Schedulers multiplex scarce resources and can greatly impact the throughput and response times of a system. Ideally, schedulers service clients with relative computation rates. Existing priority schedulers do this to some degree but are ad-hoc. Similarly, fair-share and microeconomic schedulers are too coarse. This paper introduces lottery scheduling which implements proportional-share resource management: consumption rates are proportional to relative shares allocated.
Lottery Scheduling. Lottery schedulers allocate resource rights to clients in the form of tickets. Lotteries are held, and the client with the winning ticket is granted the resource.
Tickets are
- abstract: tickets are a logical entity independent of underlying machine details.
- relative: the value of a ticket varies with the total number of tickets.
- uniform: heterogeneous resources can be managed homogeneously with tickets.
Lottery scheduling is a probabilistic scheduling algorithm, but when quanta are small, fairness can be achieved rapidly. Moreover, there is no fear of starvation. As long as a client has tickets, it will eventually be scheduled.
Modular Resource Management. - Ticket transfers. Clients can transfer tickets to others. For example, a client blocking on a server can transfer tickets to the server. This effectively avoids priority inversion. - Ticket inflation. Mutually trusting applications can inflate or deflate tickets in order to change resource allocation without communication. - Currencies. Logically distinct groups of mutually trusting applications can establish their own currencies backed by the same base currency. This allows for finer grained ticket allocation. - Compensation tickets. If a client runs for only f
of its quanta, its number of tickets is boosted by 1/f
to ensure fairness.
Implementation. The authors implemented a lottery scheduling prototype in the Mach 3.0 microkernel with all of the features listed above and with a 100 ms quantum.
- Random numbers. Random numbers are generated using a 10 instruction pseudo-random number generator.
- Lotteries. Clients can be stored in a list where each list entry includes the number of tickets assigned to the client. Given a ticket number drawn for a lottery, the client with that ticket can be found by linearly searching through the clients maintaining a partial sum along the way. Sorting clients in descending order starting with those with the most tickets decreases the number of clients that need to be searched. This can be implemented also with a move-to-front policy. Moreover, one could also use a tree or a binary search.
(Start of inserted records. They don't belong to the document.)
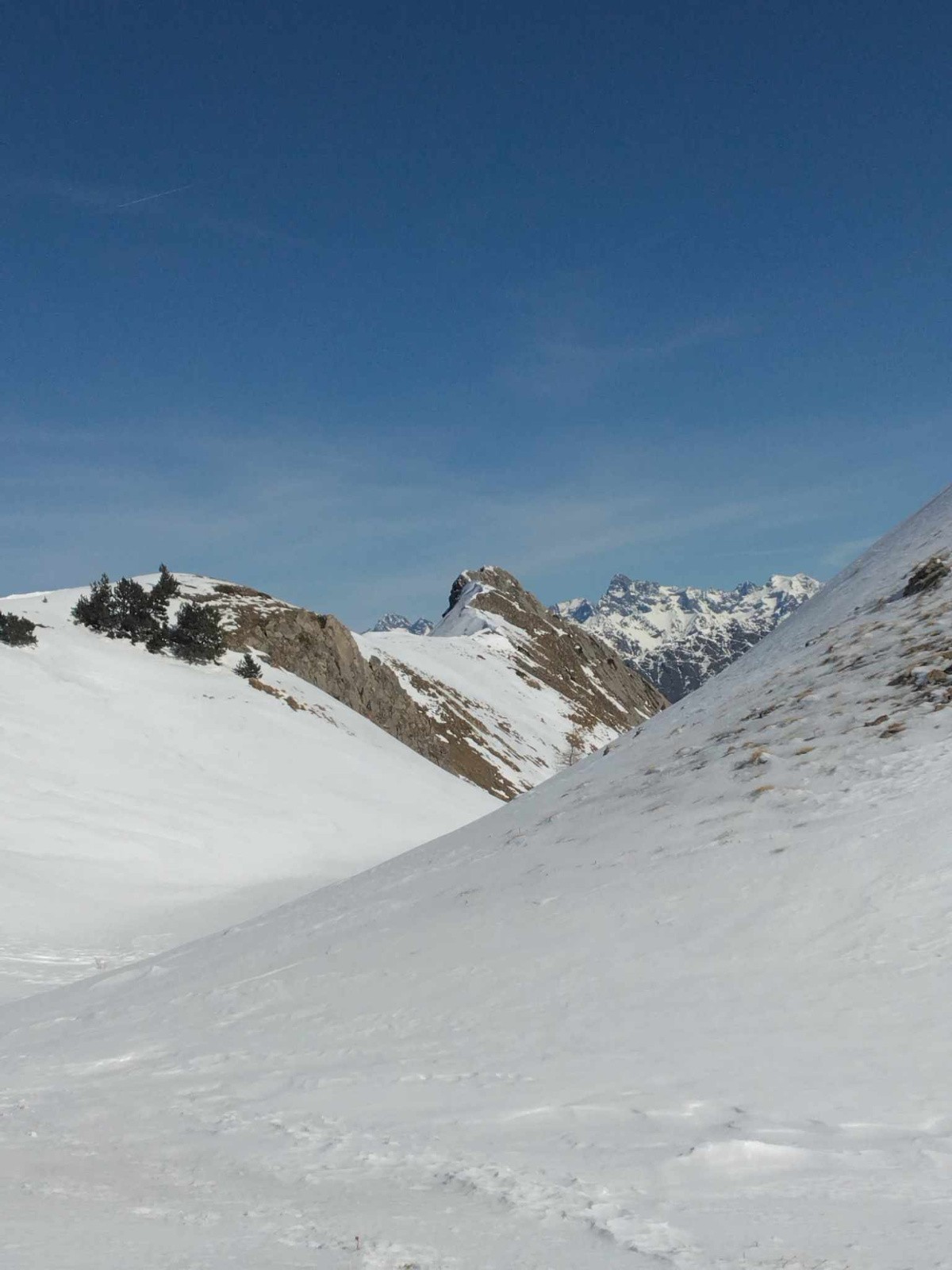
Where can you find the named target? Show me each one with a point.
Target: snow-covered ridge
(516, 695)
(145, 799)
(678, 637)
(397, 622)
(685, 1005)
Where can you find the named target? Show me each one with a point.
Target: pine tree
(132, 610)
(97, 610)
(17, 632)
(197, 634)
(248, 668)
(165, 590)
(159, 638)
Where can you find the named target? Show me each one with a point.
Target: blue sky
(574, 289)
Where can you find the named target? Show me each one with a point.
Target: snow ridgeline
(685, 1005)
(148, 800)
(681, 637)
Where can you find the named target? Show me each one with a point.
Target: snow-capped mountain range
(683, 1006)
(678, 637)
(397, 622)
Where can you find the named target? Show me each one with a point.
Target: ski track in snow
(683, 1007)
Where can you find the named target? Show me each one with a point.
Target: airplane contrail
(149, 197)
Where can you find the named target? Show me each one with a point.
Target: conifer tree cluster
(17, 632)
(126, 610)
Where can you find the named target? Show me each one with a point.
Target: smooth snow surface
(685, 1006)
(146, 802)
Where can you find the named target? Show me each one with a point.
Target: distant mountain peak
(678, 637)
(397, 622)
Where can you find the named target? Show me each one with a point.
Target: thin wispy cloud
(559, 366)
(149, 198)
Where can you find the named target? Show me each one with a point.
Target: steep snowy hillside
(685, 1005)
(146, 800)
(678, 637)
(516, 692)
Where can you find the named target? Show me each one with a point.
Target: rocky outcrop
(321, 649)
(397, 622)
(597, 683)
(514, 698)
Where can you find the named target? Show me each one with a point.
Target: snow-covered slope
(514, 691)
(145, 800)
(678, 637)
(685, 1005)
- Mach kernel interface. Mach provides a minimal interface to create and destroy tickets ad currencies, fund currencies, unfund currencies, etc. A ticket includes its name and amount. A currency includes a list of backing tickets, its name, the amount of tickets allocated, and a list of the allocated tickets.
- Ticket currencies. Currencies are subdivided into other currencies forming a currency graph which makes it easy to translate all currency amounts into a base currency amount. The prototype uses a move-to-front linear search with partial sums computed in the base currency.
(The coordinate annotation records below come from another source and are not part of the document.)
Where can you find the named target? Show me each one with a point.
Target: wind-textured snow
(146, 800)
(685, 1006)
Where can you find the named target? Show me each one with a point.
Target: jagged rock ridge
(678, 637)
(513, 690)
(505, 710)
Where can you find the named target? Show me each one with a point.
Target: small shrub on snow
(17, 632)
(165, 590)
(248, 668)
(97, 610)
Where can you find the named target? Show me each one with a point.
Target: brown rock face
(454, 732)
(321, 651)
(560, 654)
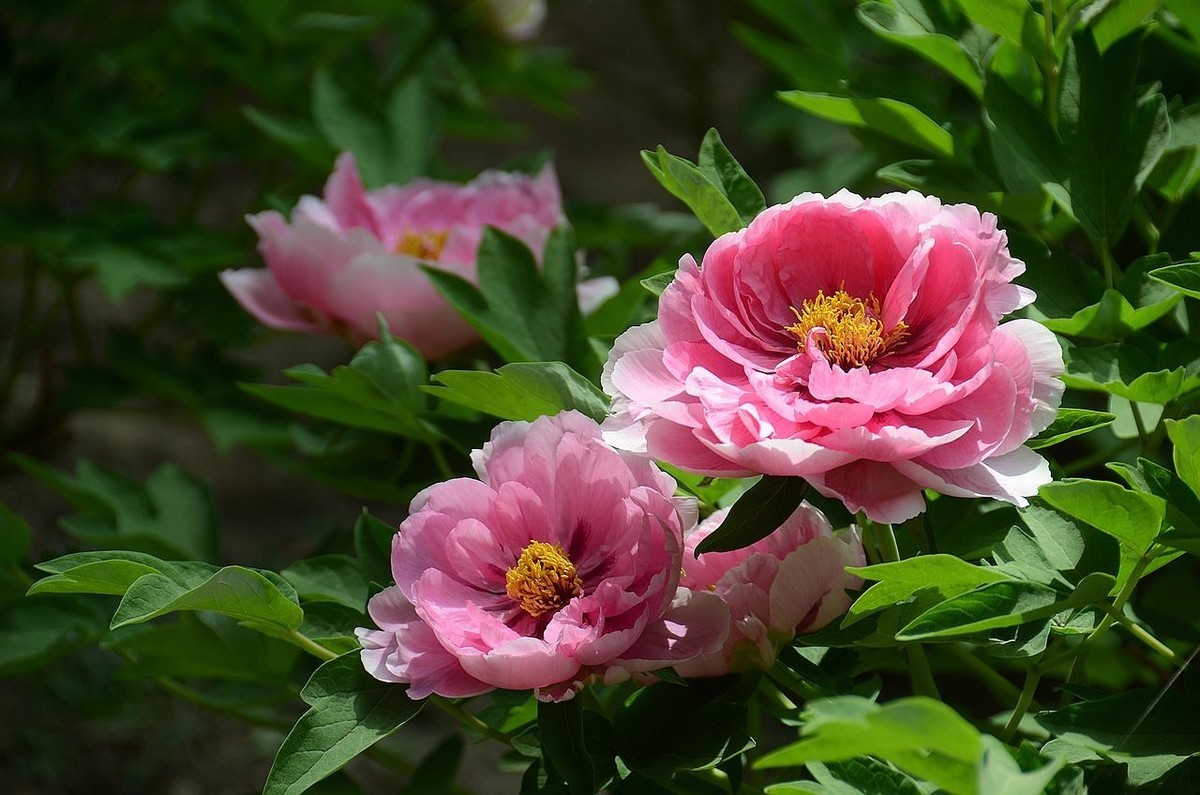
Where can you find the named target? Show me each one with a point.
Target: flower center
(853, 333)
(544, 579)
(423, 245)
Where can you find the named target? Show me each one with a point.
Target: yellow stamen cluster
(853, 333)
(544, 579)
(423, 245)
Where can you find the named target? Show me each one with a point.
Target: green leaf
(351, 712)
(1068, 424)
(883, 115)
(1027, 150)
(522, 390)
(1001, 604)
(1183, 276)
(1120, 18)
(723, 169)
(238, 592)
(1014, 21)
(1140, 729)
(694, 187)
(1133, 519)
(1125, 371)
(1185, 435)
(666, 728)
(1113, 137)
(381, 390)
(171, 515)
(862, 776)
(918, 735)
(943, 575)
(561, 728)
(658, 282)
(112, 573)
(329, 578)
(1002, 775)
(204, 647)
(13, 536)
(898, 25)
(1138, 303)
(525, 315)
(391, 142)
(756, 514)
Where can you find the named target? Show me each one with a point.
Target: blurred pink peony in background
(357, 252)
(561, 565)
(516, 19)
(853, 342)
(790, 583)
- Compensation tickets. Compensation tickets ensure that two clients with the same number of tickets execute for the same amount of time even if one of them does not use its full quantum. This is good for I/O bound tasks.
- Ticket transfer. The prototype instrumented synchronous IPC calls to automatically transfer tickets from clients to servers.
- User interface. Users can manage tickets through the command line.
Managing Diverse Resources. Lottery scheduling can be used to manage more than CPU quanta.
- Synchronization resources. The prototype implements lottery scheduled mutexes in which all threads blocked on the mutex transfer tickets to the thread who holds the mutex. When the mutex is released, a lottery is held to hand it off to one of the waiting threads. This type of mutex does not suffer from priority inversion.
- Space-shared resources. Lottery scheduling can also be used to multiplex space. We run an inverse-lottery in which a loser, as opposed to a winner, is chosen. For example, if we need to allocate a physical page to back a virtual page, but all the virtual pages are taken, we run an inverse lottery to select a loser and flush the page to disk. Each transaction is chosen with probability
(1/(n-1))(1 - t/T)
where n
is the number of clients, t
is the number of tickets for a client, and T
is the total number of tickets. The multiplier is a normalizing factor and the multiplicand is the inverse probability.